Following some video hijinks involving Ed Koch and turtle-esque jiggling, Mayor Bloomberg got down to business delivering his 11th annual "State Of The City" speech in the Bronx today. Besides serving as a kind of summary of his achievements in office as well as a glimpse at what he'd like his legacy to be, Bloomberg's speech most notably touched on a plan to shake up the school system by offering monetary incentives to high-performing teachers while booting the worst ones: "We need to be able to identify those ineffective teachers and give them the support they need to grow," he said. "And if that doesn’t work, we need to be able to move them out."

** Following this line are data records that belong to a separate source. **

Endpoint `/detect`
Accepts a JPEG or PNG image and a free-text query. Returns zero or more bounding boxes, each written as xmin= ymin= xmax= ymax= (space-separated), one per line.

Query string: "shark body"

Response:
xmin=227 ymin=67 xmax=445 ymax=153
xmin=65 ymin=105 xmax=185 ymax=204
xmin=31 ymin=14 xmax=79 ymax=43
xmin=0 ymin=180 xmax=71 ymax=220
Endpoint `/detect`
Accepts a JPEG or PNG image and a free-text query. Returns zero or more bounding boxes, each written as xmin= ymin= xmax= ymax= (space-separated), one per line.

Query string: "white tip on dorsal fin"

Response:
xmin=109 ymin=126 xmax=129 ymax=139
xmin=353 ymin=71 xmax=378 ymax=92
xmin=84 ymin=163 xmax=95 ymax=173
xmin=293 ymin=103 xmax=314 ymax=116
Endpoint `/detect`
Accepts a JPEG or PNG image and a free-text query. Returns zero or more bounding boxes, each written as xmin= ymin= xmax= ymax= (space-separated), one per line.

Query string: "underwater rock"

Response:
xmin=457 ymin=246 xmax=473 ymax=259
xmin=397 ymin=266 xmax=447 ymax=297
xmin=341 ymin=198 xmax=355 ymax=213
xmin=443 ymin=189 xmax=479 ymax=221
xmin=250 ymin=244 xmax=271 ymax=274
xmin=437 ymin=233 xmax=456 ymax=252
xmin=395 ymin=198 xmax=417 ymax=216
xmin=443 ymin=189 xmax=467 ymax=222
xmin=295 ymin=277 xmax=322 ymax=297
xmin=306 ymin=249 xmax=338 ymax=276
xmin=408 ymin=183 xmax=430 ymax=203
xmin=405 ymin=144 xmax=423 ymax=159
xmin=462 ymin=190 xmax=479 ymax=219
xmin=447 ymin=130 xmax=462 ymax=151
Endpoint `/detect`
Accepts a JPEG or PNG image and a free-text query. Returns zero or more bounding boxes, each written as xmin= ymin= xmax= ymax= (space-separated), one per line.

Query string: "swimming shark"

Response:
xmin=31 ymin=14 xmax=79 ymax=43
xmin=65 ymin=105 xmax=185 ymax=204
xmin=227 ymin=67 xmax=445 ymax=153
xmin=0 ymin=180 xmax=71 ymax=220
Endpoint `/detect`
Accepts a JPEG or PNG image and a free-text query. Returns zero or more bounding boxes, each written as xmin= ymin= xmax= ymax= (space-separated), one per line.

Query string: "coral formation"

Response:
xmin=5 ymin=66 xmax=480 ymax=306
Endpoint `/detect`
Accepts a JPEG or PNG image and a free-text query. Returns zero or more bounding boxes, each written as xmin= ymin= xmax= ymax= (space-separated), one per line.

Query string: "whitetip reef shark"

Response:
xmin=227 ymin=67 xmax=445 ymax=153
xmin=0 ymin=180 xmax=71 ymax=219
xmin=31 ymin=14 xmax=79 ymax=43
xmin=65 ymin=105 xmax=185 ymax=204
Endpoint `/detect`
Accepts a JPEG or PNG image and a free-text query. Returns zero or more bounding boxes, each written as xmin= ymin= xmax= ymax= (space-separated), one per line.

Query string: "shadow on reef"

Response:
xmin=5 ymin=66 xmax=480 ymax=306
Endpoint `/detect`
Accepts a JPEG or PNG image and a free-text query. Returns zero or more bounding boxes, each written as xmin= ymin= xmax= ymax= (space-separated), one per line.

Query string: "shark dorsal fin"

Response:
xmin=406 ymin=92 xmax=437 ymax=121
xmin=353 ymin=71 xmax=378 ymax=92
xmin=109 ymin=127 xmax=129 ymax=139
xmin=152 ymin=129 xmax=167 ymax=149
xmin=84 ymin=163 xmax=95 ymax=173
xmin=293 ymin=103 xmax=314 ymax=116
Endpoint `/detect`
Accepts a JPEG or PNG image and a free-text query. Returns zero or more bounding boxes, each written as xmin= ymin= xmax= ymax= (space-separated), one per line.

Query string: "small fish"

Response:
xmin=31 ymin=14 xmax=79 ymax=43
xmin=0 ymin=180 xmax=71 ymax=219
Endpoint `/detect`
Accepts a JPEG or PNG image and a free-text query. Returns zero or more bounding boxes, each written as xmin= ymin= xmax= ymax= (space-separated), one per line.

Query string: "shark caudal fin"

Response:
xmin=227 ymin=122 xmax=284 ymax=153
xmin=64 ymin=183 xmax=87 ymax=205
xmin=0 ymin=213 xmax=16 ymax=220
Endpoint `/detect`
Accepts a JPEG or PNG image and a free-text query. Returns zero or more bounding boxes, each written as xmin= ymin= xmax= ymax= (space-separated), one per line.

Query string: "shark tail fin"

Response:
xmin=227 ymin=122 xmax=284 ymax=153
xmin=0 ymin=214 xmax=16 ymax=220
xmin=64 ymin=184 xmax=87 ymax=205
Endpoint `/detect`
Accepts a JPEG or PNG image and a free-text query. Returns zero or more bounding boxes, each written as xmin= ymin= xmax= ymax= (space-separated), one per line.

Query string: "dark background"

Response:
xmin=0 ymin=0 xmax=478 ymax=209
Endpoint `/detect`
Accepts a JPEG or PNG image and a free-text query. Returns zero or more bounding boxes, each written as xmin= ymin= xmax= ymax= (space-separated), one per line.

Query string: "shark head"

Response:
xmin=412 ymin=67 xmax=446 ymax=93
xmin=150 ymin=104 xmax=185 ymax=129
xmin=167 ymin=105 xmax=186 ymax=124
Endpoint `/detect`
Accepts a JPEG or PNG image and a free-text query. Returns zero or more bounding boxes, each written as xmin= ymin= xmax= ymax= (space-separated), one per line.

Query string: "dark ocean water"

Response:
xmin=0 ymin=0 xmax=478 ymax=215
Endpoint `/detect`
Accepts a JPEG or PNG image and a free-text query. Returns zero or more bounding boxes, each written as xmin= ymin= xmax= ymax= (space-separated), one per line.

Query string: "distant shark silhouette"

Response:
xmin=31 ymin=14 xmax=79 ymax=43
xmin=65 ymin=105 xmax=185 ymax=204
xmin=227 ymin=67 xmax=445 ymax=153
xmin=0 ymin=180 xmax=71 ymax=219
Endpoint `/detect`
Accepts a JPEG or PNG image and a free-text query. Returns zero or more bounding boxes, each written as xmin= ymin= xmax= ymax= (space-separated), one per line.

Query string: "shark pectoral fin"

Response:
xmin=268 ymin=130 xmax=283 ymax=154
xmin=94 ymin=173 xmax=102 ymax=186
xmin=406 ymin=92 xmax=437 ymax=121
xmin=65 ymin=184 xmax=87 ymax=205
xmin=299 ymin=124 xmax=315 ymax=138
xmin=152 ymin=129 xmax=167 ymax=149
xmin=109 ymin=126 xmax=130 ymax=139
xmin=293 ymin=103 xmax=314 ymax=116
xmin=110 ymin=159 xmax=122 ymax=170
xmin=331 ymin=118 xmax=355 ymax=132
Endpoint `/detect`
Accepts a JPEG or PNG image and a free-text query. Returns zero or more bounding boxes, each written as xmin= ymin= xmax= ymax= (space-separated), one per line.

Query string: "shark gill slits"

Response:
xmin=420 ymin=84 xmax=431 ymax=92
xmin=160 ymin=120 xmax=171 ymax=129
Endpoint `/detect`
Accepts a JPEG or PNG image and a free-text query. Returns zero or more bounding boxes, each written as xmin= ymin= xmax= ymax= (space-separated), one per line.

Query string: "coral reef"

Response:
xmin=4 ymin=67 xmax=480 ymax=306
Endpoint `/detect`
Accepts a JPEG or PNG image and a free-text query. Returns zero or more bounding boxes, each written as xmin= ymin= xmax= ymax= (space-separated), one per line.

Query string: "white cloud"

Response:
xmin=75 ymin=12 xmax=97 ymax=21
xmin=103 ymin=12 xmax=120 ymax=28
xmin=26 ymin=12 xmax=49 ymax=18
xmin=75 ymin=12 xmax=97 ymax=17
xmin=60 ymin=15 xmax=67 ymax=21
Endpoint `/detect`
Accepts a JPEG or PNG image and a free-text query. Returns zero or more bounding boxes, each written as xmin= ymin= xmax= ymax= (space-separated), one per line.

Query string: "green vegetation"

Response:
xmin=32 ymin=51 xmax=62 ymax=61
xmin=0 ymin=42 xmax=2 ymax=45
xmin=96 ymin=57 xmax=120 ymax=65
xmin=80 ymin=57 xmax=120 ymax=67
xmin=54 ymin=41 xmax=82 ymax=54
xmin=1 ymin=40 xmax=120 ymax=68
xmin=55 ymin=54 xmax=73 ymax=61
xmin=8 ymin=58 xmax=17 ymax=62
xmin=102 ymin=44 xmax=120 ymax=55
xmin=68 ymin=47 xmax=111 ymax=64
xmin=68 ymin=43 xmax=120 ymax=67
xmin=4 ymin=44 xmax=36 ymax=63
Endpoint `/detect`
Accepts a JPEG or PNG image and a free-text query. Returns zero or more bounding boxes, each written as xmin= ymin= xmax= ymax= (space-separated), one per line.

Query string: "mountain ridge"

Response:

The mayor said he plans to give all city teachers who are rated as “highly effective” two years in a row a $20,000 boost, in an effort to retain the best teachers. He also proposed paying college graduates in the “top tier” up to $25,000 toward their student loans: “The burden of paying back college loans can sometimes lead top-level students to cross teaching off their list of possible careers. But we need their talents in our classrooms,” the mayor told attendees at the speech, held at the Morris High School campus.
This new plan lines up pretty closely with contentious statements the mayor had made in December: "If I had the ability, which nobody does really, to just design a system and say, ‘ex cathedra, this is what we’re going to do,’ you would cut the number of teachers in half, but you would double the compensation of them, and you would weed out all the bad ones." He later explained his major point was that spending money to keep talented teachers was worth it.

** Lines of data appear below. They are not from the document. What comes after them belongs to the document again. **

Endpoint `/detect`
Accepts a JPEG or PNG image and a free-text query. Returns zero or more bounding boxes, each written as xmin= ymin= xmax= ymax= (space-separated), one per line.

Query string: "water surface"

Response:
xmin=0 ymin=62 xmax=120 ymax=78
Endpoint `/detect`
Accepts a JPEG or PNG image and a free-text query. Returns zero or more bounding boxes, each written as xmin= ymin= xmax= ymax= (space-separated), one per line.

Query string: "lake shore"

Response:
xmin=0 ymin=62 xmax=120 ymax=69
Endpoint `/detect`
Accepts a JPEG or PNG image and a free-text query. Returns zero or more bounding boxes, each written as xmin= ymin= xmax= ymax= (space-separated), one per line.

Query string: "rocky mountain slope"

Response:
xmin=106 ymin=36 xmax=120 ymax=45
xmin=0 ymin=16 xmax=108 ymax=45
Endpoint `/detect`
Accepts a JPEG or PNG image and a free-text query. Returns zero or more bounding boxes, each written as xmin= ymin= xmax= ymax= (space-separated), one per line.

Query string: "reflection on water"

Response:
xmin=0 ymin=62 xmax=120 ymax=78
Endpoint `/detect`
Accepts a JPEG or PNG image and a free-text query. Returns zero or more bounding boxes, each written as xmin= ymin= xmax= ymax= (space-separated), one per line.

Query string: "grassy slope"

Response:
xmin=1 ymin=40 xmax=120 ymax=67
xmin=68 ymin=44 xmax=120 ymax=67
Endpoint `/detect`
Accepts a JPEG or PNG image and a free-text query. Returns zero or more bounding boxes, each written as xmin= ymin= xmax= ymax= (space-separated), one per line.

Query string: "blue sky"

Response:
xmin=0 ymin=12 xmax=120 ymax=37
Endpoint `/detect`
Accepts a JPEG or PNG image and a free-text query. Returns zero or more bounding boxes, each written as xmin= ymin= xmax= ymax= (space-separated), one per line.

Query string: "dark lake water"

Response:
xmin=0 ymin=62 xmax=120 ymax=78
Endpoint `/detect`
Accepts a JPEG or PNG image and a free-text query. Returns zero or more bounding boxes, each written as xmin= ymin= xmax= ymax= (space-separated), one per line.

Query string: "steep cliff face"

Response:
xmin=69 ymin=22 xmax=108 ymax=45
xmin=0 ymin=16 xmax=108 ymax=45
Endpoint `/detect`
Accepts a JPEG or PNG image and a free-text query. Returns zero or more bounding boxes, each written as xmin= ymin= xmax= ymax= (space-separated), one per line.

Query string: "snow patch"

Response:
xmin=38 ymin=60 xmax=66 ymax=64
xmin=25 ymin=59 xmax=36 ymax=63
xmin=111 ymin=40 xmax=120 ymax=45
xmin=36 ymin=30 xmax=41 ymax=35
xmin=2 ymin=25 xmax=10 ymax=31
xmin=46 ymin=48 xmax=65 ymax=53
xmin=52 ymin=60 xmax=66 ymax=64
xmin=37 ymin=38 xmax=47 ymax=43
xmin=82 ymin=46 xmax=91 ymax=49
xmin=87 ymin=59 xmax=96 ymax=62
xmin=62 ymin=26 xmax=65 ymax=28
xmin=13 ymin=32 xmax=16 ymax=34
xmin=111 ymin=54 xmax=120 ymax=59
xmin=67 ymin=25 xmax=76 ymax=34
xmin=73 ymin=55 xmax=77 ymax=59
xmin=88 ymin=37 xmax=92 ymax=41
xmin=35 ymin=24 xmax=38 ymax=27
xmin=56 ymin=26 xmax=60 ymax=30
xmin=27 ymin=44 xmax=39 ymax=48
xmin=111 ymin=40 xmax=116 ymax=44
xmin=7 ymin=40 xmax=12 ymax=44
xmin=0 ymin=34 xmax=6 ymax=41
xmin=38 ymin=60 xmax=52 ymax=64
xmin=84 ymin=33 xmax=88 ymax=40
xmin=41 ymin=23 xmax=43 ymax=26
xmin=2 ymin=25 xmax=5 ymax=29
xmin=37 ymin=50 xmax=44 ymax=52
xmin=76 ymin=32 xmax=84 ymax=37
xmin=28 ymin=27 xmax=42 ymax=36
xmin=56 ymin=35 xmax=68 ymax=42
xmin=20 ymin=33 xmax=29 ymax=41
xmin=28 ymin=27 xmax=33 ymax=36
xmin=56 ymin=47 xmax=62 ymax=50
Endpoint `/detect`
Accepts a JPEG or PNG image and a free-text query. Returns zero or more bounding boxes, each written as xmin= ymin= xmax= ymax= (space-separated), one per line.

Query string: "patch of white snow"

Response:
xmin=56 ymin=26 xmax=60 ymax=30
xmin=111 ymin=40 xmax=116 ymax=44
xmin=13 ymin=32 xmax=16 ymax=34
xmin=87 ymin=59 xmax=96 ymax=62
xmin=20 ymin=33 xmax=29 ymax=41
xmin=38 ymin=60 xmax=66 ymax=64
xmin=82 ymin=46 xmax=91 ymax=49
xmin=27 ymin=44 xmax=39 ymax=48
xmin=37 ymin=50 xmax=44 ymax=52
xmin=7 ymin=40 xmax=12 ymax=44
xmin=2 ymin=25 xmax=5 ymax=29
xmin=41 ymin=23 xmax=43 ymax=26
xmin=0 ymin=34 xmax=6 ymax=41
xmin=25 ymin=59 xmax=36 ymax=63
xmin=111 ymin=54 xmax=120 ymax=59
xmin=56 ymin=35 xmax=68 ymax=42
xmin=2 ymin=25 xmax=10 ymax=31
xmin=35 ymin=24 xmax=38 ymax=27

The mayor has been locked in a fight with the United Federation of Teachers over the new teacher evaluation system, a fight which put nearly $60 million in federal funding at risk. But he believes the city can keep the funds by forming school-based committees to judge teachers in those under-performing schools on merit. The committees could choose to replace up to half of the schools’ faculties if they wish, he said.

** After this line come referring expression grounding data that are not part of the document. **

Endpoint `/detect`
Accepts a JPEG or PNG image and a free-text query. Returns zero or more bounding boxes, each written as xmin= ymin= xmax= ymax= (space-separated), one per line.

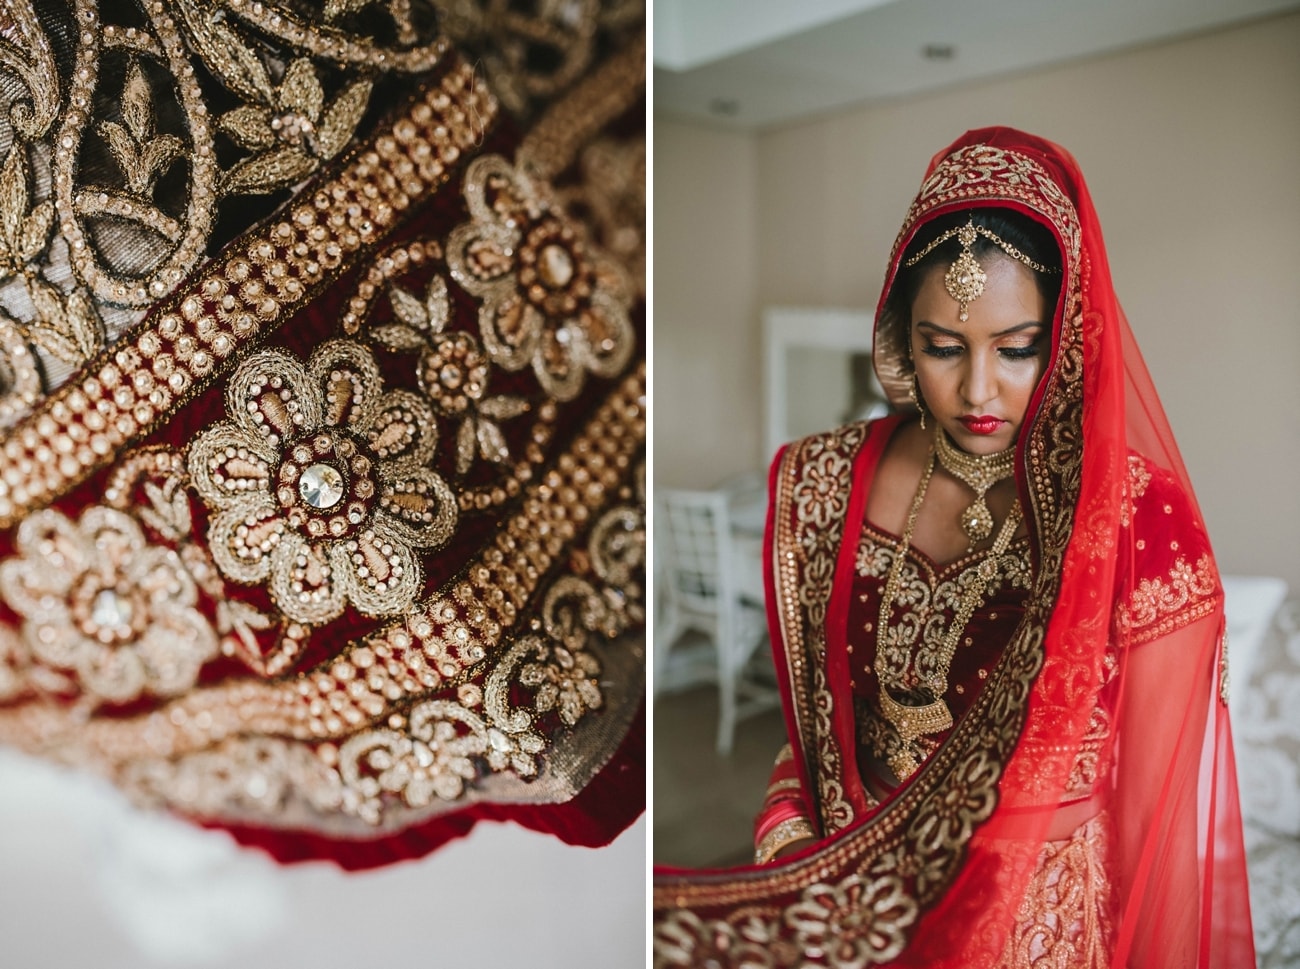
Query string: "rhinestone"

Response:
xmin=91 ymin=589 xmax=133 ymax=630
xmin=538 ymin=244 xmax=574 ymax=288
xmin=299 ymin=464 xmax=345 ymax=509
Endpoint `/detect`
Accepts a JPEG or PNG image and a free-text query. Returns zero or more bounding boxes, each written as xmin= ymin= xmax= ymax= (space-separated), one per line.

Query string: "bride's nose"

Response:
xmin=960 ymin=352 xmax=997 ymax=408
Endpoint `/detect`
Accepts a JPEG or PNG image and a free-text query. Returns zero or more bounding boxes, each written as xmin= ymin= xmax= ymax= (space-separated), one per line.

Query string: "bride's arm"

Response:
xmin=753 ymin=743 xmax=817 ymax=863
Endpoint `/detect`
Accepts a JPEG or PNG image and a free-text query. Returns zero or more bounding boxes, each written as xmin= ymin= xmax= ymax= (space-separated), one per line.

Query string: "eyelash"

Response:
xmin=920 ymin=344 xmax=1040 ymax=361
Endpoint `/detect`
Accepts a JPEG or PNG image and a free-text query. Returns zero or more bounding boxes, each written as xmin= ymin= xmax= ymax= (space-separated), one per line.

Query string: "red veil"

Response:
xmin=653 ymin=129 xmax=1254 ymax=967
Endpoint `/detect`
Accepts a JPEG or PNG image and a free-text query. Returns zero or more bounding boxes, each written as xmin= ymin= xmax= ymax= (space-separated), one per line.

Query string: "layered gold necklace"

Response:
xmin=934 ymin=426 xmax=1015 ymax=545
xmin=873 ymin=439 xmax=1023 ymax=780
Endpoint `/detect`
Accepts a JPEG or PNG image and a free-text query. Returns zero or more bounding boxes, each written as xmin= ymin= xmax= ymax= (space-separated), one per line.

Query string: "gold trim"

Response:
xmin=0 ymin=364 xmax=645 ymax=765
xmin=0 ymin=59 xmax=497 ymax=529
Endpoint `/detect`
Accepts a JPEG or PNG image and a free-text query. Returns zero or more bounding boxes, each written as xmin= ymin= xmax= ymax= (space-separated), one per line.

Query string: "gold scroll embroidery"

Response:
xmin=0 ymin=59 xmax=495 ymax=529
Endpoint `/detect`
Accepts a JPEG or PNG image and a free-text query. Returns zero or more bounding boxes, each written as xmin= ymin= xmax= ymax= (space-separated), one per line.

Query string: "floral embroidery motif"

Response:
xmin=0 ymin=506 xmax=217 ymax=704
xmin=518 ymin=632 xmax=603 ymax=725
xmin=786 ymin=874 xmax=917 ymax=967
xmin=218 ymin=57 xmax=372 ymax=195
xmin=1117 ymin=553 xmax=1218 ymax=644
xmin=372 ymin=273 xmax=532 ymax=475
xmin=654 ymin=911 xmax=782 ymax=969
xmin=338 ymin=700 xmax=493 ymax=823
xmin=559 ymin=135 xmax=646 ymax=295
xmin=446 ymin=154 xmax=634 ymax=401
xmin=188 ymin=340 xmax=457 ymax=624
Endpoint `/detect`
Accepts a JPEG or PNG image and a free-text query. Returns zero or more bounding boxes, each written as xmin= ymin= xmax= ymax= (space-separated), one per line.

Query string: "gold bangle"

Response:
xmin=773 ymin=743 xmax=794 ymax=767
xmin=754 ymin=817 xmax=815 ymax=865
xmin=764 ymin=777 xmax=804 ymax=799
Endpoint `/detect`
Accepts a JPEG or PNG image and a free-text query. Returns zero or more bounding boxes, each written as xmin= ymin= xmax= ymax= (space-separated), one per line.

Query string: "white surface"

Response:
xmin=0 ymin=750 xmax=644 ymax=969
xmin=1221 ymin=574 xmax=1289 ymax=721
xmin=654 ymin=0 xmax=1300 ymax=128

Among his other announcements: Bloomberg supports Assembly Speaker Sheldon Silver's push to boost the state’s minimum wage. He proposed plans to bring more affordable housing to the Lower East Side through new development near Delancey Street. He plans a new package of incentives to attract film and digital media companies to Grand Central Terminal area. He also promised to add more protected bike lanes, step up traffic enforcement, and enact the bike share program this summer.